Haidar addressed Martin. ‘I need you to bring in ten sacks of rice.’
Martin handed the broom to Javeed. When he returned with the first four sacks on his shoulders – if he was going to play at being healthy there was no point taking half-measures – Javeed was gone.
‘Where’s my son?’ he asked Haidar.
‘Cleaning up the kitchen.’
Martin peered through the doorway nervously, as if the ovens and pots full of scalding water could do Javeed real harm. He hurriedly fetched the rest of the rice, then slipped into the kitchen himself.
Javeed had swapped his broom for a cloth and was down on his hands and knees diligently scrubbing at an oily puddle. This from a boy with no compunction about treating a mustard bottle as a makeshift water-pistol then leaving the aftermath for others to deal with. Three assistants were tending to the stoves; the red reflected glow on their sweaty faces was enough to make Martin feel the oppressive heat himself.
‘When’s the cook coming in?’ he asked one of the assistants, who was stirring the contents of a huge pot.
‘Soon,’ the man replied brusquely.
‘I hear he’s impressed the king already. And he’s only been here three days.’

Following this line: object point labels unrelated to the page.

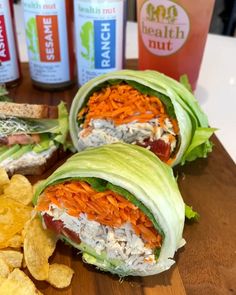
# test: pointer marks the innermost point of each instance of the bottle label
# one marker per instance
(47, 41)
(9, 68)
(99, 37)
(164, 26)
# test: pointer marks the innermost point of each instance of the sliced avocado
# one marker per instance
(44, 144)
(24, 149)
(9, 152)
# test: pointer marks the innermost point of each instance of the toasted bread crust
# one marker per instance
(37, 169)
(32, 111)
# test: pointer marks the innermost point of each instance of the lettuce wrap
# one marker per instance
(145, 108)
(119, 205)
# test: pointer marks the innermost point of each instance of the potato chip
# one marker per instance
(39, 244)
(60, 275)
(13, 258)
(18, 283)
(13, 216)
(4, 268)
(19, 189)
(3, 179)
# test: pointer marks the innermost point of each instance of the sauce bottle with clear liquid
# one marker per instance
(100, 37)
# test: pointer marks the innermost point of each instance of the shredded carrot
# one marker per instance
(122, 104)
(107, 208)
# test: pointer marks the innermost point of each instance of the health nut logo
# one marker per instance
(164, 26)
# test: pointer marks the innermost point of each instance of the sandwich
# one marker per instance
(119, 205)
(31, 136)
(145, 108)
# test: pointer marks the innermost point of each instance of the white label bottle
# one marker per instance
(100, 37)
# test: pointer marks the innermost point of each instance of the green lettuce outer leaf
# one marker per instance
(63, 125)
(179, 101)
(140, 173)
(200, 145)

‘He’s a master of his art,’ the assistant declared haughtily. ‘Please, just do your job and stay out of our way.’
With most of the pots now simmering gently, and the assistant cooks more fastidious than the kitchen hands, the mess in the preparation room soon became pressing again, and Haidar called them back to his domain. Javeed coped admirably, but Martin could see that he was growing tired. He made a hand gesture to summon up a private menu, invisible to Javeed, and shaved fifteen minutes off the story’s overall running time. Javeed always pleaded for a full hour when they were making choices on the weekend, but Martin doubted that he’d feel too cheated by being spared a further dose of mediaeval toil.

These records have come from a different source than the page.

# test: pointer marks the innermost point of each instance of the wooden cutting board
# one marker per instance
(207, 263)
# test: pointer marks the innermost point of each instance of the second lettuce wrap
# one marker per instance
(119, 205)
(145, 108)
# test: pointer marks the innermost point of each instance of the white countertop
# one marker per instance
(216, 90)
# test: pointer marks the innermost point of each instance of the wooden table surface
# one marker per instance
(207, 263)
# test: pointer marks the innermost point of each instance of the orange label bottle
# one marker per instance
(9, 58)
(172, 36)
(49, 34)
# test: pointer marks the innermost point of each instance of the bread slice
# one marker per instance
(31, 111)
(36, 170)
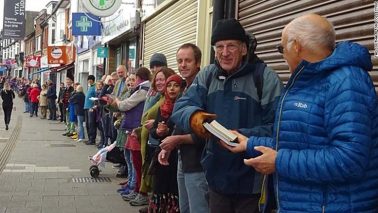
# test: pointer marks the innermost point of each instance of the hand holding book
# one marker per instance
(225, 135)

A raised voice spilled out of the kitchen; someone was addressing the assistants in peremptory tones. ‘More heat, more water, more salt; I explained all of that yesterday. How difficult can it be?’ The cook wasn’t shouting abuse, but even his gentlest admonitions were followed by a crushed silence. Haidar and the kitchen hands lowered their eyes, their expressions hovering between cowed and reverential.
Javeed whispered, ‘That’s him, Baba.’ He sounded a little fearful; Martin forced himself not to puncture the mood by grilling him on his resolve to continue.
‘Yeah, that’s him, all right,’ Martin agreed solemnly. Javeed knew that he could pull the plug any time he wanted; he didn’t need endless prompting.
A skinny black-and-white cat ran across the room and into the kitchen, mewing plaintively. Martin heard the cook laughing, then calling to the cat, clicking his tongue. ‘You want some food?’ he asked. ‘I doubt there’s any to spare, but we’ll see.’
Javeed was standing in a corner of the room; Martin went and stood beside him. He caught a glimpse of the cat through the doorway, circling around expectantly as if following at the feet of someone who was making promising gestures. The cat began purring loudly, and a hand reached down and stroked its head, long, slender fingers scratching at its ears. ‘Tsk, tsk, tsk,’ said the cook. ‘What have we got for you, I wonder? What have we got?’ The closer his patter came to baby-talk, the more Martin felt a chill down his spine.
The cat turned in ever tighter circles, rubbing its head against the long fingers. A second hand joined the first, stroking the cat’s flank, seeming almost to urge it on as the cat moved faster, its shape blurring with speed, black and white patches melting into grey.